The recent run of ridiculous boxing weigh-in shenanigans continued when undefeated Puerto Rican Jonathan Gonzalez came in a full nine pounds overweight for his HBO-televised clash against Sergiy Dzinziruk on September 1. The two eventually fought to a Draw, not that the outcome even matters in this instance, because the fight was a complete sham.
It makes a mockery of the sport and the supposed even competition which is the purpose of set weight classes to begin with. Further, when it’s a 23-year-old kid who has never accomplished anything of note in the ring, it’s just reeks of laziness, entitlement and a complete lack of respect.
Personally, I have absolutely zero interest in ever seeing Gonzalez fight again.

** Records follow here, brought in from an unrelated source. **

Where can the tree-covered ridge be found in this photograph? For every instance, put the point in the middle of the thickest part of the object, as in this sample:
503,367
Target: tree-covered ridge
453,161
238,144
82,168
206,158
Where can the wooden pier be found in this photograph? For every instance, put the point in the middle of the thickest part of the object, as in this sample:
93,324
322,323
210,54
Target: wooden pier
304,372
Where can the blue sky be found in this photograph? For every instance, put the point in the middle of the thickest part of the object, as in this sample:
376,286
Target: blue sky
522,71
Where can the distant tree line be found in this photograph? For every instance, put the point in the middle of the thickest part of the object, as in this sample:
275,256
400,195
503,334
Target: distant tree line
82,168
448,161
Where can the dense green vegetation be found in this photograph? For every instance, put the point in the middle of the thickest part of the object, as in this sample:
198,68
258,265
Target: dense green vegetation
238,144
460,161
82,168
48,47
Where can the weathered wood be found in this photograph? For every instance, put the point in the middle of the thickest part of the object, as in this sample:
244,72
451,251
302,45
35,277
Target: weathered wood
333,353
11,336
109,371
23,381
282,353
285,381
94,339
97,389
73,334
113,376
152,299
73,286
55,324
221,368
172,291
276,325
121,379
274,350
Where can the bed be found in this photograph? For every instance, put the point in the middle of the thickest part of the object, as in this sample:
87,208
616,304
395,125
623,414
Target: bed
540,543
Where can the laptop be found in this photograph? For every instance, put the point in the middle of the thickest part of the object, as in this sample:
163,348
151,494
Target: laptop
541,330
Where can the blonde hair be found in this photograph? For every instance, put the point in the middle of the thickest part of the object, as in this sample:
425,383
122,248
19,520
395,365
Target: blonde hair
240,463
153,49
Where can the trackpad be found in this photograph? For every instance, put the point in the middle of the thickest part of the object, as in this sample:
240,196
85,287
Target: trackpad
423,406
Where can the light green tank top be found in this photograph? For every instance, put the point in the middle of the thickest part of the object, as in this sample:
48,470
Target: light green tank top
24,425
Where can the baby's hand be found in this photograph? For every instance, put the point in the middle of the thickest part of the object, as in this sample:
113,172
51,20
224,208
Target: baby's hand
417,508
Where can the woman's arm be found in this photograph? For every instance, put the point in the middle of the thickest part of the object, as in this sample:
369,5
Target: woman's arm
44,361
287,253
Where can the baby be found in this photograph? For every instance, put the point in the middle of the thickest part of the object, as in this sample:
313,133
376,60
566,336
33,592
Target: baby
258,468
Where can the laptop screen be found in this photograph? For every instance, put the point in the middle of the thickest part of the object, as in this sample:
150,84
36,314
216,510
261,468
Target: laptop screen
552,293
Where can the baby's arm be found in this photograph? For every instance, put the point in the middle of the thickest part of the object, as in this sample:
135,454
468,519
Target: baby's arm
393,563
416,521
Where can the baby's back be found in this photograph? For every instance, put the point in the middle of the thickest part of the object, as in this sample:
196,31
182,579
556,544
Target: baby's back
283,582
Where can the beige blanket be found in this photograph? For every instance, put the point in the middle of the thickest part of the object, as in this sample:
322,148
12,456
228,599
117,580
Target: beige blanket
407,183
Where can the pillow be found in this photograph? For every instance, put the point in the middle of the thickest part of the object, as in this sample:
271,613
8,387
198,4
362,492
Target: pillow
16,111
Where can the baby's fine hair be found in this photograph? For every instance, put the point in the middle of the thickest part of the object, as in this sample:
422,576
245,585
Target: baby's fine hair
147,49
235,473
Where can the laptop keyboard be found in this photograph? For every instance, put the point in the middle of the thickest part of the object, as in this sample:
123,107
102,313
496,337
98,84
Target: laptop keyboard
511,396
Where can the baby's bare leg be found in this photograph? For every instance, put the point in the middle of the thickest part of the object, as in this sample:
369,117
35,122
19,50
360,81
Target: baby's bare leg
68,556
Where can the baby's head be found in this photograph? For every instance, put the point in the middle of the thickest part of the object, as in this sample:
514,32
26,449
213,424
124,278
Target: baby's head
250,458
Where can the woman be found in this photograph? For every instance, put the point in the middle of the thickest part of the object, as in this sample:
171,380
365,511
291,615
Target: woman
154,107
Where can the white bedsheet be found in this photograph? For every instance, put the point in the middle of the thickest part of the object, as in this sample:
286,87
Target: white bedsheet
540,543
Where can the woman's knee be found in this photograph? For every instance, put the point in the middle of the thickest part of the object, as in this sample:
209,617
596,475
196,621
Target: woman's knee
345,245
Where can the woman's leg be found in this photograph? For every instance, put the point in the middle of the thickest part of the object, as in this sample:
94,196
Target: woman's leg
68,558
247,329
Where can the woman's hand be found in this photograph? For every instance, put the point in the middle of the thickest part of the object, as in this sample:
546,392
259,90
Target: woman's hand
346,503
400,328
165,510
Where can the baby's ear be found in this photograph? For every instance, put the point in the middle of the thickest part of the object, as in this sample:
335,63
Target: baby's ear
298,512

I’m not sure what boxing fan would.
In July, I wrote about Adrien Broner’s weigh-in fiasco, and suggested harsher penalties for missing weight. I also outlined a plan to switch boxing back to same day weigh-ins in order to mitigate some of these tactics. However, clearly that isn’t going to be enough.
So here’s a new plan, and it will put a stop to the absurdity we’ve seen with boxers blatantly not even attempting to make weight over the past few years.
The new rule which I would propose is that any boxer who comes in overweight by more than 2 percent of the set limit is automatically ineligible to fight. No negotiations between the teams, no backroom deals for unspecified sums of money or anything else. The fight is off, period.
Gonzalez, supposedly competing in the Junior Middleweight division which has a 154 pound limit, would have had to have made at least 157 pounds in order for there to be a fight. He weighed 163 pounds, which is almost 6 percent overweight, and is simply off the charts.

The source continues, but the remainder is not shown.